Une thrombose peutelle être mortelle?
Si elle évolue en embolie pulmonaire, elle peut l’être, mais c’est très rare: depuis 1990, neuf décès par embolie pulmonaire liée à la prise d’une pilule contraceptive ont été enregistrés en Suisse.
Certaines femmes sont-elles plus à risque?
Les femmes qui fument, qui sont obèses, qui sont âgées, qui ont des problèmes artériels ou des antécédents familiaux de thrombose, comme pour toutes les pilules. Mais aussi les jeunes femmes qui débutent la pilule et qui ont, sans que rien ne le laisse prévoir, un risque génétique de thrombose accru. C’est pourquoi le risque est maximal durant la première année d’utilisation de ces pilules.
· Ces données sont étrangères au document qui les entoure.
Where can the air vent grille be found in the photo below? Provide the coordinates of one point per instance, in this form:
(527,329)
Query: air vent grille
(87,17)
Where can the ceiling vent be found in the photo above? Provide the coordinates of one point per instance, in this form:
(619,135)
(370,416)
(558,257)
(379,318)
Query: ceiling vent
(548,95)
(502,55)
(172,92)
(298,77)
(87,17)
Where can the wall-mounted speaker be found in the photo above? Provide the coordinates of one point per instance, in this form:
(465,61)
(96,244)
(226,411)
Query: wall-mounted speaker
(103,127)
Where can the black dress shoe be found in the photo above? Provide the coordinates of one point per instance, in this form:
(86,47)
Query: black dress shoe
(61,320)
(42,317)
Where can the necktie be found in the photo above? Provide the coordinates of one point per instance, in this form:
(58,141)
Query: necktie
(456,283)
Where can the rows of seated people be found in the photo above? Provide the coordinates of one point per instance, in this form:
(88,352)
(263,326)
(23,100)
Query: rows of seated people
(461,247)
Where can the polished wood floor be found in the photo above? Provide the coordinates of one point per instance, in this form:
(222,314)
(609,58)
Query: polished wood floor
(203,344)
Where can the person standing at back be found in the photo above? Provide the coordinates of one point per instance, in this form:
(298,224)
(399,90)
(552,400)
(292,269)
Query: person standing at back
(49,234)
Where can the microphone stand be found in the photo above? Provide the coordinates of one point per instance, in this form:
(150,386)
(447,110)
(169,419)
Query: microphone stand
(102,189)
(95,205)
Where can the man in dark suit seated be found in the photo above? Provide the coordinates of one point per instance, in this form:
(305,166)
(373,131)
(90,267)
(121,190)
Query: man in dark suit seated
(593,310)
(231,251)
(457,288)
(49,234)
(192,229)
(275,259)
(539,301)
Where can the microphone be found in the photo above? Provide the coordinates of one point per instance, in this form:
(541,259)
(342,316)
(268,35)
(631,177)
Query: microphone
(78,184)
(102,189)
Celles qui en prennent doiventelles s’inquiéter?
Si elles la tolèrent bien, non.
Ne devrait-t-on pas renoncer à les prescrire, en tout cas pour débuter?
On ne doit pas les donner à n’importe qui et évidemment pas sans anamnèse complète. Mais il existe de bonnes raisons pour les prescrire: elles ont un effet contre l’acné, la rétention d’eau et le syndrome prémenstruel. Leurs bénéfices restent nettement plus grands que leurs risques.
POUR EN SAVOIR PLUS
ILS DOUBLENT LE RISQUE
Les progestatifs incriminés sont la drospirénone, le gestodène, le désogestrel et l’acétate de cyprotérone. Pour connaître les marques de pilules vendues en Suisse avec ces progestatifs, consulter le site de Swissmedic.